My wife had foster-parent custody of two beautiful twin boys. During the course of a year, as she lovingly provided for their needs, she sought to adopt them. After the New Jersey Division of Youth and Family Services (DYFS) had placed Jacob and Jack with her, and after DYFS had awarded her Foster Parent of the Year, they gave her a call.

“Hello, Miss ———?”

“Yes, this is she.”

“I’m Sheila ———. From DYFS. I’m calling about your request for adoption, for the boys that you’ve been foster parenting: Jacob and Jack. Your request has been denied.”

“What? Why?”

 “You’re white.”

“Yes. I know I am.”

“Well, DYFS believes that it would be in the children’s best interest if you were black.”

This was the call in which my wife was denied the adoption and also denied a chance to foster parent these boys any longer.

I’m not a mother, but I know what it’s like to be an adoptive parent. And I know what it’s like to lose a child that you are adopting. Such a thing happened to me.

Fifteen years ago, my ex-wife and I were in the process of adopting a boy whom we had named and had brought home from the hospital. Within a week, the birth parents demanded Nathaniel back from us. The state backed them up, because these parents hadn’t yet relinquished their rights as parents.

This was a crushing blow. Yet, I’m sure that it wasn’t as difficult a time as it was for she who had been raising two boys for over a year and then was told by the state that they were no longer hers—though she had been doing a very good job of it and though the boys were also loved by her depression-era parents, who held and accepted them, regardless of racial attitudes in place when they were brought up.

My wife went to court, to retain the twins. She lost. The judge later apologized to her, but that was little consolation. Since then, the law, on who can adopt whom, has changed. Also little consolation.

She lost the boys and the connections, though not entirely. They were placed in another foster home, nearby, but didn’t much like it there. When they were a little older, they would run away from that foster home and to my wife’s home. But, because she lost in court, she relinquished them all over again.

I had thought that time would have healed my wife’s wound—that is, until very recently, when we were getting ready to leave our neighborhood Walmart. 

This is where we noticed a young, Caucasian woman taking out her own, African-American, twin, toddler boys. They were about the same age as my wife’s twins were, when she lost them. We didn’t say anything to the woman; instead, we admired her handsome boys.

I didn’t ask my wife about whether she had cried, upon seeing that woman’s twin boys, but I believe she had wiped a tear from her face. I regret not being more in touch with how this reminder had affected her.

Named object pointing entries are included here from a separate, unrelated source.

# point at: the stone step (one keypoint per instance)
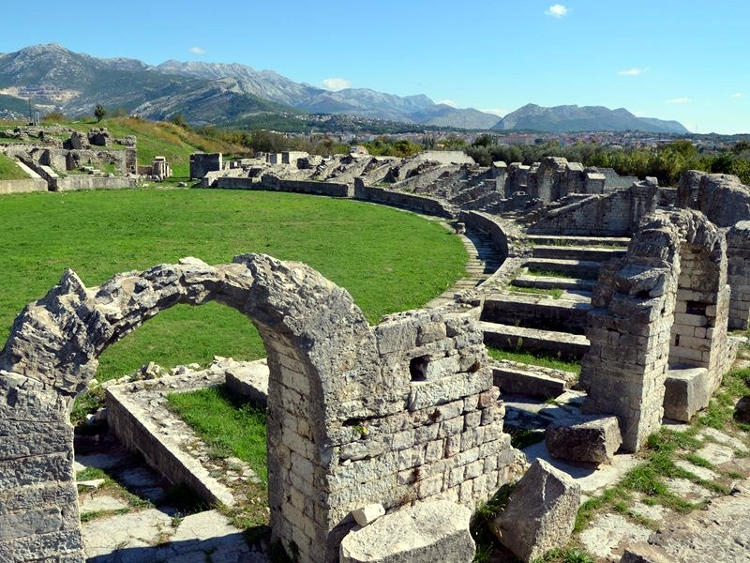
(542, 313)
(539, 282)
(577, 253)
(579, 240)
(512, 380)
(524, 339)
(583, 269)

We might have misread that woman’s situation. To us, it appeared that hers was close enough to my wife’s to be felt in the depths of my wife's soul.

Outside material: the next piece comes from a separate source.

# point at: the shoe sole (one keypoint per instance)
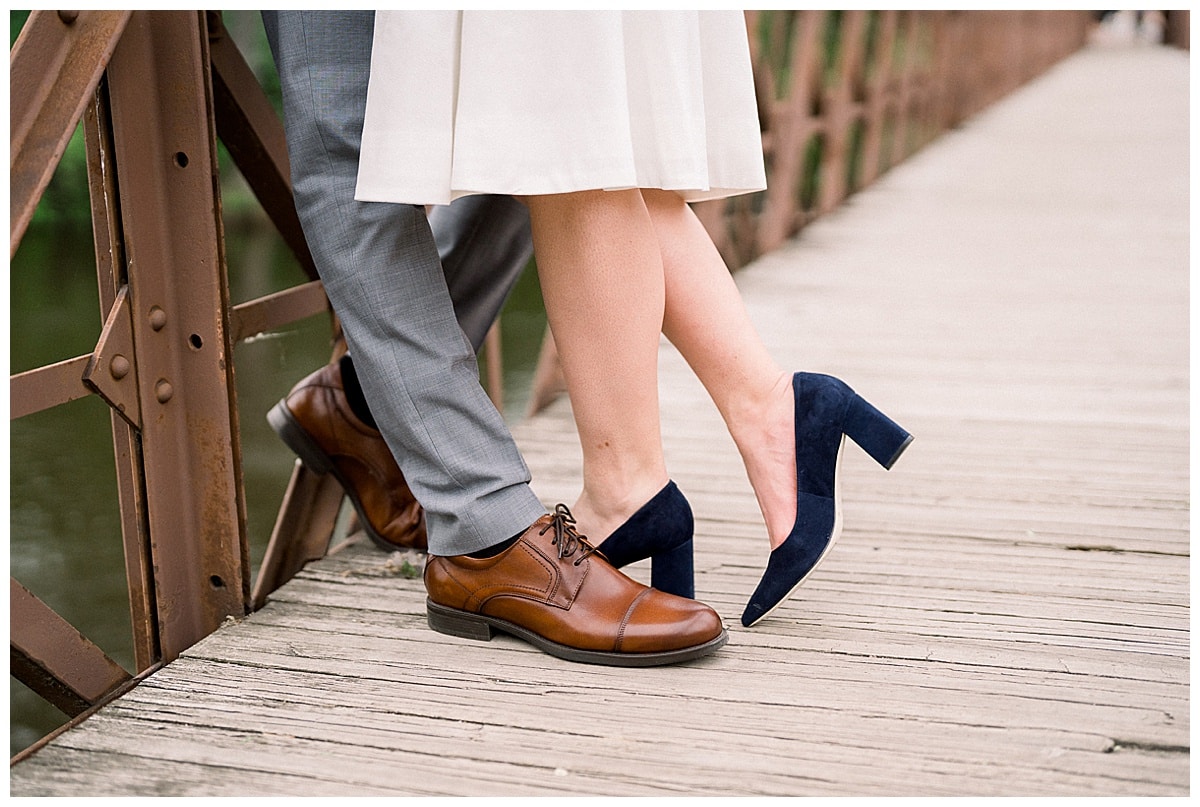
(319, 462)
(833, 536)
(455, 622)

I ache for my wife. She is doing much better than she was, years ago, but the damage has been done, and her heart is still healing.

For the both of us, it seems as though too many connections have been lost, due to neglect, simple and unavoidable circumstances, avoidable remarks, death, and state intervention. These are the connections that we’d like to have back.

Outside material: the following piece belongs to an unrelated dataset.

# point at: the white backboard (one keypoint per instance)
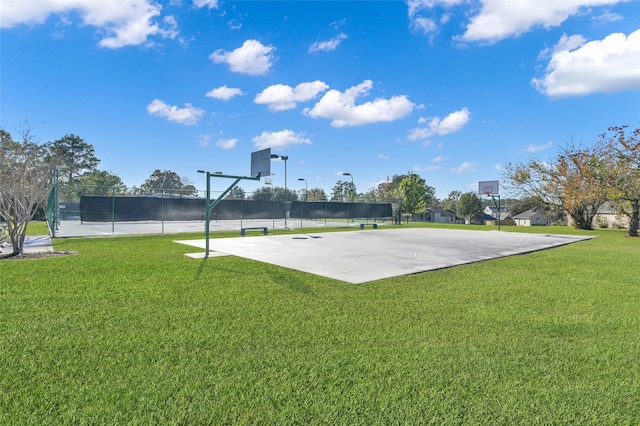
(489, 187)
(261, 163)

We miss those who are lost to us because we loved them then, and we still love them. They are our friends, family, and co-workers. They look a little different than us, but we have great admiration and affection for them. We may even appreciate them more, because they are culturally different from us, and for how their culture enhances our lives.

These connections are different than the many mundane connections we may otherwise have, in our monochrome world. They allow us to connect to a unique people, with a certain style and excitement about life that the rest of us can only begin to appreciate.

These connections, as short-lived as they may have been, have enriched our lives. And while we mourn their loss, we try not to create others like these on our own. Instead, we wait for the magic moment when God will bless us with new ones.